潜伏期間は4~9日で、血便をともなうはげしい下痢、腹痛、発熱などがあり、症状はとても重くなるので注意が必要です。ときには命にかかわるほど重症になります。

大腸菌の中には、病原性のないものもあるのですが、O-157はとても強力な毒であるベロ毒素をつくりだし、10%の率で、容血性尿毒症症候群(HUS)を合併することがあります。
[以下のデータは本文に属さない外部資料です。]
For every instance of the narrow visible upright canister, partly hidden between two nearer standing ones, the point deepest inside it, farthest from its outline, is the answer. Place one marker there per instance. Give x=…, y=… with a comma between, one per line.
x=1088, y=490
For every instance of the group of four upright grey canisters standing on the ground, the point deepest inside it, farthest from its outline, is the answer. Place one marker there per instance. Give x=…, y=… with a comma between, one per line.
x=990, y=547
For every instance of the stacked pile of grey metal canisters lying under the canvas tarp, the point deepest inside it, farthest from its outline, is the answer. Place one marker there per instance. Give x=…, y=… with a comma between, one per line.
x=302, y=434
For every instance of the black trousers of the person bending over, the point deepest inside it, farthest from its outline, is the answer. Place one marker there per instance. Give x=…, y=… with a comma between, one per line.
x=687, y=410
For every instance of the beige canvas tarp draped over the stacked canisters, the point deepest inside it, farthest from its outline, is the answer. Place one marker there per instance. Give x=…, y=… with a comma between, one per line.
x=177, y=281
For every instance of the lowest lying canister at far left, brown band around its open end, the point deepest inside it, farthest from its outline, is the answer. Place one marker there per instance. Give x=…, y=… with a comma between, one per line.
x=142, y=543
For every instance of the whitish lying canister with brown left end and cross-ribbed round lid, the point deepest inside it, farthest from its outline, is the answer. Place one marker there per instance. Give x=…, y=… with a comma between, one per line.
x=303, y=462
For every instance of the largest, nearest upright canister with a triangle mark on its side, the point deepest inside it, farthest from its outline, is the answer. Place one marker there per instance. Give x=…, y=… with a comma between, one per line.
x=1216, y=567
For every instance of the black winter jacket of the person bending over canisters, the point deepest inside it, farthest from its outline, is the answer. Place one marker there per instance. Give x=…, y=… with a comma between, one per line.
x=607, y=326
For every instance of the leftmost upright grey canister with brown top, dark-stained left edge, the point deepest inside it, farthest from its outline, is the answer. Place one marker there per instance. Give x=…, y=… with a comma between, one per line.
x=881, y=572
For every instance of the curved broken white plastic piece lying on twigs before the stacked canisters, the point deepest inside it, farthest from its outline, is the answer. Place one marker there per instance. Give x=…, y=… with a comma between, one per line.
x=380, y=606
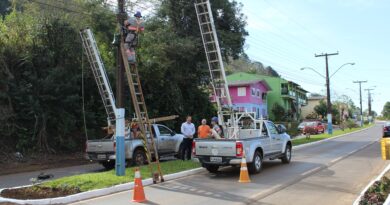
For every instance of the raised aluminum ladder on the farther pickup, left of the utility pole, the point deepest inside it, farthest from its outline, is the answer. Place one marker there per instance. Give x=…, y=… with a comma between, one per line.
x=99, y=72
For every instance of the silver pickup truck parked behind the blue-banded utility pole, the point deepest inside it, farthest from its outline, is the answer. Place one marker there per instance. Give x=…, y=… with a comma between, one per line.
x=103, y=150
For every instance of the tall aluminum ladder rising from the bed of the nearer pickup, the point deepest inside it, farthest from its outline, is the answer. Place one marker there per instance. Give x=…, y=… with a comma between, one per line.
x=215, y=63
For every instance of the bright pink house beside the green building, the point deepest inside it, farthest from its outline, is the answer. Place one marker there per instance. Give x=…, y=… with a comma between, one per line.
x=250, y=96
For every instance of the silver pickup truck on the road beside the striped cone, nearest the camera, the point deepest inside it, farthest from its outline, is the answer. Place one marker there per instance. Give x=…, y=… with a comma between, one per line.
x=259, y=139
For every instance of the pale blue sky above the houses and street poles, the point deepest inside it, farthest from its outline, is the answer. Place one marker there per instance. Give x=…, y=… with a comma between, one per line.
x=287, y=34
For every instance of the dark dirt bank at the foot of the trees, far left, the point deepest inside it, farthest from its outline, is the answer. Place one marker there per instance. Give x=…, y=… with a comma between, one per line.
x=36, y=162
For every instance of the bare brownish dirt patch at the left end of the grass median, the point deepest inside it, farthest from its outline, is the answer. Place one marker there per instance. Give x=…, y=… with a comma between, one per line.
x=39, y=192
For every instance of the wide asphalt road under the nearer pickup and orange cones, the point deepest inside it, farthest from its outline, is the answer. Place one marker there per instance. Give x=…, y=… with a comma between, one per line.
x=332, y=172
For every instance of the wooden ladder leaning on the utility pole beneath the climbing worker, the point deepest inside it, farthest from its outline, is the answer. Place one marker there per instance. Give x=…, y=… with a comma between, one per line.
x=141, y=114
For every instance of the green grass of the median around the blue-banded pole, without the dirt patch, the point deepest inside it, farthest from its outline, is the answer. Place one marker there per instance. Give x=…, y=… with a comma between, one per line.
x=86, y=182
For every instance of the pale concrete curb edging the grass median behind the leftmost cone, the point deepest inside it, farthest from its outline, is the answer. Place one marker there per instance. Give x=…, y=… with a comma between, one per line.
x=97, y=192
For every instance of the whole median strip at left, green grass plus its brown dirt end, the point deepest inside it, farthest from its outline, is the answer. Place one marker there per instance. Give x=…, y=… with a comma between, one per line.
x=91, y=181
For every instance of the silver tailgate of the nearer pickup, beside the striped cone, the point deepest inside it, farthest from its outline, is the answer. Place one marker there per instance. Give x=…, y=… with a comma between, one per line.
x=215, y=148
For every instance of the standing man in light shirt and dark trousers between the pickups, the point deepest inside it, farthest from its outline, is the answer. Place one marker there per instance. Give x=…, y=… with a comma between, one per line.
x=188, y=130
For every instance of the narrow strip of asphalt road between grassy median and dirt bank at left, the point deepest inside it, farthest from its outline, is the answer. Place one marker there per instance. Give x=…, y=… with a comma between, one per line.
x=21, y=179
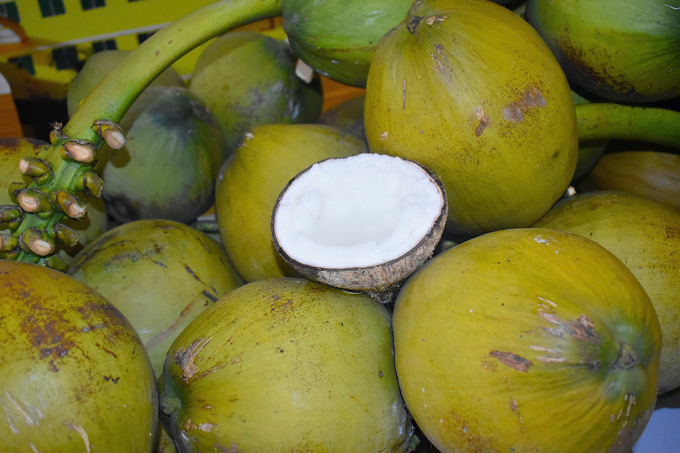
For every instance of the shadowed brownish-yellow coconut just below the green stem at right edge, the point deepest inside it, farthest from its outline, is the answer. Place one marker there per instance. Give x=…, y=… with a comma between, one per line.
x=647, y=172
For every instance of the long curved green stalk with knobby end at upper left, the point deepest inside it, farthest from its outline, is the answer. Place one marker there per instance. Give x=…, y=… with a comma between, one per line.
x=109, y=101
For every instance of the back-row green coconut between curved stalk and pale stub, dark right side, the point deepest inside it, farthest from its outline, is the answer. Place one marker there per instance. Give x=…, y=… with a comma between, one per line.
x=247, y=78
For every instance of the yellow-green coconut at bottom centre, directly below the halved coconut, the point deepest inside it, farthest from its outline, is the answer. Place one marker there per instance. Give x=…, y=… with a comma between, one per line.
x=284, y=365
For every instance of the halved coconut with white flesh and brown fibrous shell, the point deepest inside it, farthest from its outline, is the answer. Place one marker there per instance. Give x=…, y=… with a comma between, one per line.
x=364, y=222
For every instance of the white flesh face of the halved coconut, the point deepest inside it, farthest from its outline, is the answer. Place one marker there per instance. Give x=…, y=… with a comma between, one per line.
x=357, y=211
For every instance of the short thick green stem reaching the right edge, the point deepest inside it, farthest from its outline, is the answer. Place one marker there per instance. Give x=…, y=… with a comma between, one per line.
x=597, y=121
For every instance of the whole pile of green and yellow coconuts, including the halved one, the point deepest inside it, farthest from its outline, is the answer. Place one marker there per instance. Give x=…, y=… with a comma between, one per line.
x=458, y=261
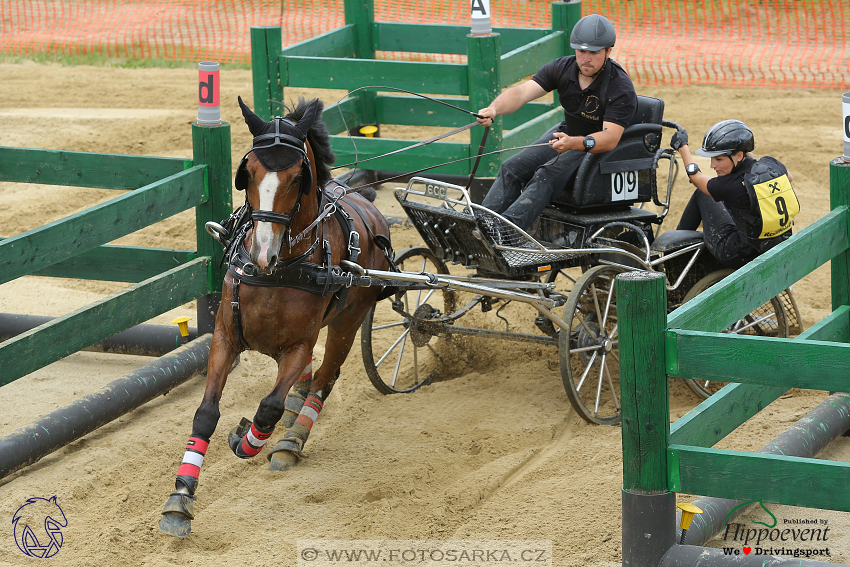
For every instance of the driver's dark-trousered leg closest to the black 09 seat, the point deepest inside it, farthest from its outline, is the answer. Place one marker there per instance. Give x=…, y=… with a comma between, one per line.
x=548, y=179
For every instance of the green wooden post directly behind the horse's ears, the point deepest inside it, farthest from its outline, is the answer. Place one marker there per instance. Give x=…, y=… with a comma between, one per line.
x=266, y=45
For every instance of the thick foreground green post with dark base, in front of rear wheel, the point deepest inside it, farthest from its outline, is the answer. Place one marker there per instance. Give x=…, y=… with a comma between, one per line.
x=649, y=508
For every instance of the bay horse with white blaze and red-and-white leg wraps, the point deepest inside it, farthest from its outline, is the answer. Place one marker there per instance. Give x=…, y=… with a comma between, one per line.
x=280, y=290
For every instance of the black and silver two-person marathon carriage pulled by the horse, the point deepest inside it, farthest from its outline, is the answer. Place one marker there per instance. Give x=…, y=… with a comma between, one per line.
x=564, y=269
容血性尿毒症症候群(HUS)は、貧血、血小板の減少、腎不全をきたし、さらに、けいれん、意識障害を起こすことがあります。赤ちゃんの場合は、急性腎不全や急性脳症を起こして死に至る危険性もあります。

食中毒を予防するには、生で食べる食品は流水で洗うことが基本です。そして、新鮮な食材を購入し、早めに使い切ることも大切です。加熱すべきものは十分に加熱殺菌します。保存には冷蔵庫を過信しないことが重要です。調理前には、手や指を石鹸できちんと洗い、食事の前にも手を洗う習慣を心がけることが大切です。